The Multiple-Group Analysis window is used to fit a model simultaneously to multiple groups. Cross-group constraints are automatically created in a way consistent with the recommendations of Bollen (1989a), Byrne (2016), Kline (2016) and others.
When you have data from multiple groups, you often start by asking if it is necessary to draw a separate path diagram for each group, or if the same path diagram will do for all groups. If you conclude that all the groups share the same path diagram, you can proceed to ask whether parameter values are invariant across groups. For example, if you are studying boys and girls, you might want to know whether boys and girls have the same regression weights, or if only certain regression weights are the same for boys and girls. Of course there are also variances and covariances as well as regression weights to consider. Because of the large number of possible cross-group constraints, it is necessary to have a strategy for deciding which cross-group constraints are worth testing and in what order to test them. Bollen (1989), Kline (1998), and others discuss such strategies. Amos implements an automatic procedure for generating a nested hierarchy of models in which cross-group constraints are introduced incrementally in a pre-chosen order.

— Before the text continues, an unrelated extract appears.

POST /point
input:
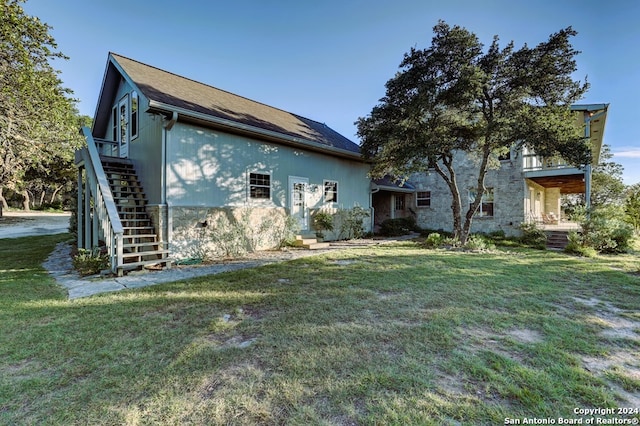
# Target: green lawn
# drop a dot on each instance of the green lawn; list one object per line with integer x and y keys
{"x": 383, "y": 335}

No automatic procedure can anticipate the purpose of every individual study. If necessary, you can modify Amos's automatically generated cross-group constraints to suit the needs of an individual study. However, no such customization will be necessary in most cases. You also have the option of performing multiple-group analyses by imposing cross-group constraints manually.
See Examples 24 and 25 in the User's Guide for a tutorial on performing multiple-group analyses with automatically generated cross-group constraints.